¡Que le ponga el manto la solterona!

A 180 km de Mérida, Yucatán, yace el escondite de la juventud de mis abuelos, el pueblo que los acogió y los vio irse, con olor a dulces de pepita traídos del cielo y colores propios de vaquerías y santos para adorar: Peto.

Este lugar singular viene preparándose para la próxima vaquería el 15 de agosto y con ello, se requiere que la virgen y su manto se alisten también. No obstante, el título de hoy reviste en la creencia que yace entre las mujeres de Peto: Urge que la solterona vista con el manto a la Virgen, de inmediato se casa y tiene hijos, aseguran.

Lo que podría parecer tierno, peculiar y una creencia popular más, levanta  interrogantes en mí, hace que alce la ceja y sacuda mi cabeza. ¿Debería asustarnos que una fémina joven – o no tan joven – ande por la vida sola y sin aspiraciones a llegar al altar o criar niños?

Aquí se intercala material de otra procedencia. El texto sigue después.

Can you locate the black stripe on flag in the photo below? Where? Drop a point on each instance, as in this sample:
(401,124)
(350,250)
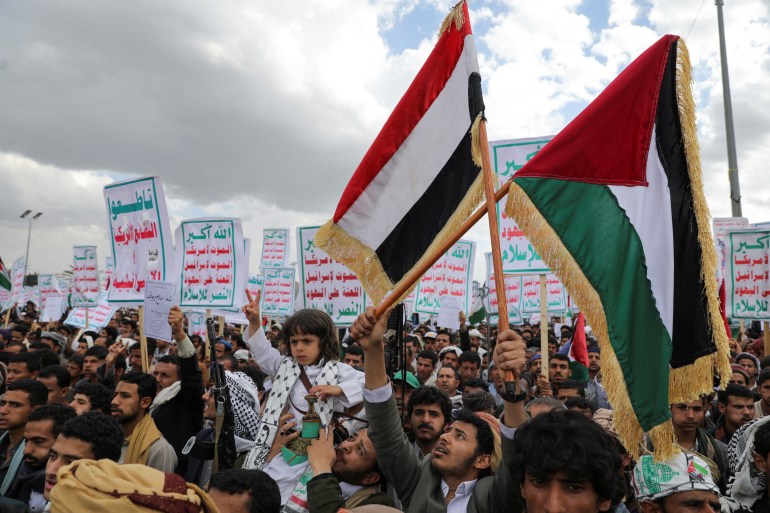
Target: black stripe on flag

Con el amor y respeto que merecen todas las mujeres y hombres que desean casarse y/o tener hijos como parte de sus proyectos de vida, este elefante no busca juzgarlos ni desvalorizar sus deseos y sueños. Por el contrario, busca expresar una “obviedad” muy difícil de digerir para algunos: Casarse y ser madre o padre no son requisitos que deban y quieran cumplirse por todos los que habitamos la Tierra. 

La cruda realidad dicta que no toca en ningún momento hacerlo o serlo. El amor y la fidelidad no lo dan los títulos, los jueces ni las bendiciones sacerdotales. Tampoco es la cumbre inequívoca de la felicidad dar a luz y criar hijos.

Y yo sé. Miro todo desde afuera con 20 años encima, llena de emoción e ideas revolucionarias y sin deseos de limitarme a un proyecto de vida que tenga como fin último de mi autorrealización casarme y tener hijos. No obstante, me rodeo a menudo de chicxs que vislumbran esos caminos sólo porque la sociedad lo ha determinado, sin detenerse a pensar que las buenas costumbres se reinventan todos los días y nuestros planes no tienen que ajustarse  a lo que nuestros abuelos, padres o amigos hicieron, hacen o desean realizar.

Les invito a que sólo nos rijan nuestras decisiones y formas de pensar, a no tener miedo por nosotros u otros y querer ponerle el manto a la virgen sólo porque sí.

Simple: Si no nace, mejor no se hace.